Play a sinusoidal tone

This simple program allows you to listen to a sinusoidal tone with any desired frequency and amplitude. Initially both frequency and amplitude are set to 0, so you'll need to set the frequency to some number in the audible range, and you'll need to increase the amplitude to some value greater than 0 but not greater than 1. The speaker icon (ezdac~ object) is an on/off button for audio, and sends the output signal to the DAC.

Sixteen Harmonics

This example plays the first sixteen harmonics based on a fundamental frequency where the rate at which each harmonic play is period / # of harmonic. For example, with a period of 10000 ms—meaning the fundamental plays every 10000 ms—the 4th harmonic will be heard every 10000/4 ms, or 2500 ms.

Route signal for audio and control data

The way audio Max compiles audio signal networks is, whenever audio is turned on, MSP outlets send out the message ‘signal’. (In other words, that’s how Max knows how MSP objects are connected to each other, and thus knows how to calculate the audio signal network.) The [route signal] object detects the selector ‘signal’ and sends a ‘bang’ out its left outlet in response. The [t signal] object converts that ‘bang’ back into the message ‘signal’.
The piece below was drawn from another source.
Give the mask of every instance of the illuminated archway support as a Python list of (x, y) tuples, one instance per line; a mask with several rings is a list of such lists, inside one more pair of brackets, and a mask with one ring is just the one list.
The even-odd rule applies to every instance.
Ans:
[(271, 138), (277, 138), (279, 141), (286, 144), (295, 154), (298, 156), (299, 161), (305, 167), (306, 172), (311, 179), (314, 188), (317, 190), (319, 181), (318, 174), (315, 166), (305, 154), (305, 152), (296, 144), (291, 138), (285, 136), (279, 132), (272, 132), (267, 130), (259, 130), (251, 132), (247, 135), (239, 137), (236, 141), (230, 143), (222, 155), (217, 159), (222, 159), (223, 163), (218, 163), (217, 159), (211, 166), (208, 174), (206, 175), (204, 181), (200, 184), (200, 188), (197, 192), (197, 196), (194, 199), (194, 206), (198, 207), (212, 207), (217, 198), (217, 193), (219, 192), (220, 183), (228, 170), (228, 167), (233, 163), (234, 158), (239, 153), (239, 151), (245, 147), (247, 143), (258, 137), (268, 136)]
Continuous change of delay time causes a pitch shift

The way we commonly avoid clicks when changing the amplitude of a sound is to interpolate smoothly sample-by-sample from one gain factor to another, using an object such as line~. Does that same technique work well for making a smooth change from one delay time to another? As it turns out, that's not the best way to get a seamless unnoticeable change from one delay time to another, because changing the delay time gradually will actually cause a pitch shift in the sound.